Sabah uyandığımda hala aç hissetmiyordum. Odamın kilidini açtım ve aşağı indim. Annem ve babam kahvaltı masasında yemek yiyorlardı ve ikiside odaya girmemle bana baktı. 

"Günaydın." dedim sessizce. Annem gülümsemeye çalıştı. 

"Hadi gidiyoruz. Gidip giyin. Törene geç kalmak istemeyiz." dedi babam yemeğinden gözlerini çekmeden. Yukarı çıkıp giyindim ve kendimi arabada buldum. Ne yazık ki Aiden ile birlikte.Yolda giderken hala ne yapacağımı düşünüyordum. Arabadan indim ve yine Aiden'ı beklemeden kendimi aşağı atıp seçim yapacağımız salona doğru ilerledim. Aiden beni koridorda yakaladı ve sıkıca kendine çekti.

"Umarım ne yapacağını anlamışsındır Katelyn." dedi yüzüme doğru. Sonra dudaklarıma uzandı ve sertçe öpmeye başladı. Kendimi geri ittim ve suratına tokatı geçirdim.

"Seni iğrenç, pislik, göt herif!" dememle suratıma tokadı yemem bir oldu. Benim ona attığım tokat, onun bana attığından on kat zayıftı. Darbenin etkisiyle kafam yana döndü. Bana herkesin, tüm ailemin, tüm topluluğumun önünde tokat atmıştı. Ve ben susup konferans salonuna geçmekten başka birşey yapamıyordum. Hayatımda ilk defa bu kadar güçsüz hissetmiştim. Gözyaşlarımı tutmaya çalışırken yerime oturdum. Gözlerim Cece'yi aradı. İki ön sırada oturuyordu. Ona gülümsedim. Bana el salladı. Başkan sahneye çıktığında herkes sustu. Tüm bölümler buradaydı. Başkanın konuşmasını dinlemedim. Her zaman aynı şeyler... İsimlerin okunmaya başladığını hissettiğimde gerildim. Yanımdaki göt lalesi Aiden ise gayet rahat bir şekilde gülümsüyordu. İğrenmiş gibi suratına baktım. Birkaç isim sonra başkan bizim bölümün isimlerini okumaya başladı.

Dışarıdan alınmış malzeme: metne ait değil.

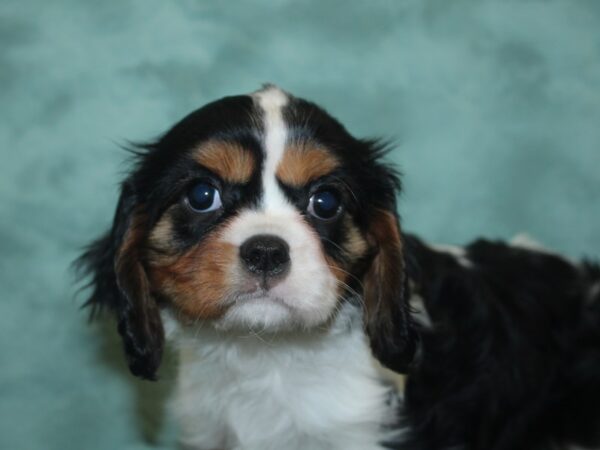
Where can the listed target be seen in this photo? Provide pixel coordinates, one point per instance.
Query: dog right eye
(203, 197)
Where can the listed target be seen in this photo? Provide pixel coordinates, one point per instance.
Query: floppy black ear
(387, 313)
(120, 283)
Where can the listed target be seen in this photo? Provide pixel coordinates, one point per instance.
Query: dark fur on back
(512, 359)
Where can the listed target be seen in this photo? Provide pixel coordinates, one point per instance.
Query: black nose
(265, 254)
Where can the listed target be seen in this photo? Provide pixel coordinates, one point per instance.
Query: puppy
(261, 240)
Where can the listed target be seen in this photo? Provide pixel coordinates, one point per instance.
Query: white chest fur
(317, 390)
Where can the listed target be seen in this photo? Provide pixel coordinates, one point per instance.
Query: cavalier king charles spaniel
(260, 239)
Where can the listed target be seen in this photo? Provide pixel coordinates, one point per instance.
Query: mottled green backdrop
(494, 105)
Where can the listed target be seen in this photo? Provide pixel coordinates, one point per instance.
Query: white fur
(296, 391)
(271, 100)
(305, 298)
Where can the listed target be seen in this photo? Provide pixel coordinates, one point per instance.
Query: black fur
(512, 359)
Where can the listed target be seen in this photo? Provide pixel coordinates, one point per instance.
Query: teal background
(494, 106)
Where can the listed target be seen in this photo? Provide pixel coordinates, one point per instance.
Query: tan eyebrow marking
(301, 164)
(232, 162)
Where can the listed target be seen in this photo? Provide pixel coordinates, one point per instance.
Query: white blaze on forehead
(272, 100)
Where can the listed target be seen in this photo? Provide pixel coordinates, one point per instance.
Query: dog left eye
(203, 198)
(325, 204)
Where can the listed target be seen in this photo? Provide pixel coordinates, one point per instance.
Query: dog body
(260, 238)
(249, 391)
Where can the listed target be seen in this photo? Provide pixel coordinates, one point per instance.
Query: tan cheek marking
(198, 281)
(303, 163)
(160, 239)
(355, 247)
(230, 161)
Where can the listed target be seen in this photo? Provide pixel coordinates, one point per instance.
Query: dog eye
(325, 204)
(203, 197)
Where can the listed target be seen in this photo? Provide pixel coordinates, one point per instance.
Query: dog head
(255, 212)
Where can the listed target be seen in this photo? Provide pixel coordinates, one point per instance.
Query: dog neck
(319, 389)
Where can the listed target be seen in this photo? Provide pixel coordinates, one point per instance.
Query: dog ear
(120, 283)
(388, 320)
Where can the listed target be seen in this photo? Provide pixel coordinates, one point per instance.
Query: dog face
(256, 212)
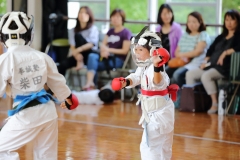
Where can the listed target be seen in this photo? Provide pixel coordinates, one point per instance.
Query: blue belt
(41, 96)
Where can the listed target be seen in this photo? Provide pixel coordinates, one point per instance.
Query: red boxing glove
(117, 83)
(163, 54)
(74, 100)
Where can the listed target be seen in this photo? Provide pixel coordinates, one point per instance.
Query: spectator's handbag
(178, 62)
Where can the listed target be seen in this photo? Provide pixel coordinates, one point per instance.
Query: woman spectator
(83, 40)
(216, 64)
(113, 49)
(170, 30)
(192, 45)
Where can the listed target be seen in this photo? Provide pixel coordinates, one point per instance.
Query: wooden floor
(111, 132)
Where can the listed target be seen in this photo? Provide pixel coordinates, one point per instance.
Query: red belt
(172, 90)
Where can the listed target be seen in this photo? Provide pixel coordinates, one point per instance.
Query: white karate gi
(160, 111)
(26, 70)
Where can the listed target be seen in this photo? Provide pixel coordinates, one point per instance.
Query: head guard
(16, 28)
(146, 39)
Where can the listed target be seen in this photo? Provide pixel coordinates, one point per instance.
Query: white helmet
(147, 39)
(16, 28)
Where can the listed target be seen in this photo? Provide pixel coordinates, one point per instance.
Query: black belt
(30, 104)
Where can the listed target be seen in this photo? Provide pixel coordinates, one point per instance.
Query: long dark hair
(198, 16)
(234, 15)
(89, 23)
(159, 18)
(121, 13)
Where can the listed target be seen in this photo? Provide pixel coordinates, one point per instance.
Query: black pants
(71, 61)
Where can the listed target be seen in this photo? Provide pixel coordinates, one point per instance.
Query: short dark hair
(159, 18)
(234, 15)
(89, 23)
(121, 12)
(198, 16)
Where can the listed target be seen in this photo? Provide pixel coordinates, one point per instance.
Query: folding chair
(234, 79)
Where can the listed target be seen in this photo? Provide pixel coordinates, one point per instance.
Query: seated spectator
(170, 31)
(113, 49)
(192, 45)
(217, 61)
(83, 40)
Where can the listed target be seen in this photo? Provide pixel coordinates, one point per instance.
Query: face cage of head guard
(27, 36)
(154, 43)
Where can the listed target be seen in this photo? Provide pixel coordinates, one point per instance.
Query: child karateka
(157, 107)
(25, 71)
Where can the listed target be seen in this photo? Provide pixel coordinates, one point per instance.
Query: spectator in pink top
(170, 30)
(113, 49)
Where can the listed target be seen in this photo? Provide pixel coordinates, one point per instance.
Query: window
(100, 9)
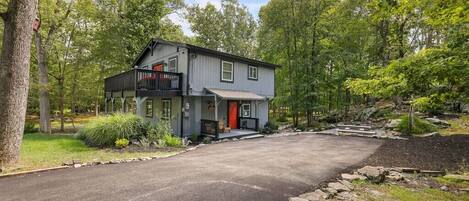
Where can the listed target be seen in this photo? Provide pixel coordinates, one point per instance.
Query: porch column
(112, 104)
(139, 105)
(123, 104)
(105, 105)
(216, 108)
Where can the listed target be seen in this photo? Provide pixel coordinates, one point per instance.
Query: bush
(421, 126)
(104, 131)
(158, 131)
(172, 141)
(30, 128)
(121, 143)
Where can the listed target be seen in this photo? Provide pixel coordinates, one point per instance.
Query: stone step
(252, 136)
(355, 127)
(356, 131)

"Cece Jane." dedi. Cece yerinden kalktı ve koşar adımla sahneye çıkıp beş kasenin bulunduğu alana gitti. Güşüm bıçakla elinin içerisini kesti ve tereddüt etmeden Barışçıl kasesinin içine döktü. Barışçıl grubu alkışlamaya başladı. Cece bana gülümseyerek Barışçıllığa ilerledi ve birkaç kişiyle tokalaştıktan sonra en ön sıraya oturdu. 

"Aiden Black." Aiden tüm özgüveni ve "dünyaları ben yarattım" yürüyüşüyle ayağa kalktı ve sahneye çıkıp kaselerin olduğu yöne ilerledi. Elini çabucak kesti ve Dürüstlük kasesine damlattı. Tüm ailem ve topluluğum alkışlamaya başladı. Huzursuzca yerimde kıpırdandım. Aiden sahneden indi ve bizim olduğumuz yere geldi. Ailem ve ailesi ile tokalaşıp yerine oturdu.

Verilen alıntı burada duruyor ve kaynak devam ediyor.